If you regard it
as a _private trust_ to be used for the highest good of mankind, then
well and good, these will come to you. If your object, however, is to
pile it up, to hoard it, then neither will come; and you will find it a
life as unsatisfactory as one can live.
There is, there can be, no greatness in things, in material things, of
themselves. The greatness is determined entirely by the use and
disposition made of them. The greatest greatness and the only _true_
greatness in the world is unselfish love and service and self-devotion
to one's fellow-men.
Look at the matter carefully, and tell me candidly if there can be
anything more foolish than a man's spending all the days of his life
piling up and hoarding money, too mean and too stingy to use any but
what is absolutely necessary, accumulating many times more than he can
possibly ever use, always eager for more, growing still more eager and
grasping the nearer he comes to life's end, then lying down, dying, and
leaving it.
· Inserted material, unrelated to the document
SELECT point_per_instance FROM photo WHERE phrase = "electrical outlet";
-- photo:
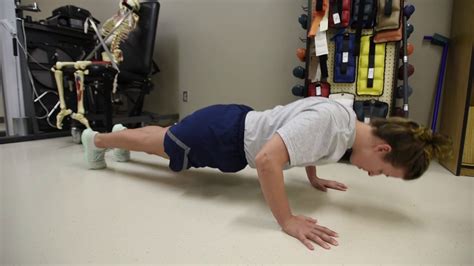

It seems to me about as sensible for a man to have as the
great aim and ambition of life the piling up of an immense pile of old
iron in the middle of a large field, and sitting on it day after day
because he is so wedded to it that it has become a part of his life and
lest a fragment disappear, denying himself and those around him many of
the things that go to make life valuable and pleasant, and finally dying
there, himself, the soul, so dwarfed and so stunted that he has really a
hard time to make his way out of the miserable old body.